Error: Can't parse trie file, invalid header. Try updating your trie file problem

sanjay.pandey · November 5, 2019, 6:03am

yes already doing from deepspeech 0.4.1 but this command is giving me error of 404 when i am trying to download pre built binaries and trie file python3 util/taskcluster.py --branch “v0.4.1” --target “.” and when i am running the same command without mentioning branch then it takes from master

lissyx · November 5, 2019, 6:44am

Again, download the proper native_client from the github release page.

sanjay.pandey · November 5, 2019, 7:05am

Already downloaded again 0.4.1 from the link you gave me and then tried
python3 util/taskcluster.py --target “.” without specifying branch.
After that cloned kenlm from the github and created arpa and binary and then created trie from generate trie which i got after running taskcluster file.
And then when I run my model it gives me error as
Error: Trie file version mismatch (4 instead of expected 3). Update your trie file.

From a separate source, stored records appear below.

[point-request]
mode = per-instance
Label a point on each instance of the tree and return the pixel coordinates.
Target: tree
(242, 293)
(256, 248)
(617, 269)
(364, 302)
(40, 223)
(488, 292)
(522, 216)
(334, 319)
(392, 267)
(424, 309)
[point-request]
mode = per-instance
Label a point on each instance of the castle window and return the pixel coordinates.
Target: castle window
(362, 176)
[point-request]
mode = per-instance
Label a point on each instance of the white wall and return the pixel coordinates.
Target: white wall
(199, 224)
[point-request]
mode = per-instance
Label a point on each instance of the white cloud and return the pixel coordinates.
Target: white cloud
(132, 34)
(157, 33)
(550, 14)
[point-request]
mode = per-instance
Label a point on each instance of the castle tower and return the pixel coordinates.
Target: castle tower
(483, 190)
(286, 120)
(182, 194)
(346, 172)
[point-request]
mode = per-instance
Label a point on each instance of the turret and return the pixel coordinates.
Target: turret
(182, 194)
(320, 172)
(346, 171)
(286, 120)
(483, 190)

Not able to understand what to do more to get rid of the error

lissyx · November 5, 2019, 7:28am

I don’t understand why you keep trying to download using taskcluster.py if you downloaded the tar from github. Extract it, generate_trie is inside.

sanjay.pandey · November 5, 2019, 7:54am

Okay i downloaded native_client.amd64.cpu.linux.tar.xz and then ran the model this time it didnt give error but it shows as running inference and then without giving result it ends with segmentation fault(core dumped)

lissyx · November 5, 2019, 8:15am

Have you used generate_trie ?

I’m afraid you really need to share us more informations …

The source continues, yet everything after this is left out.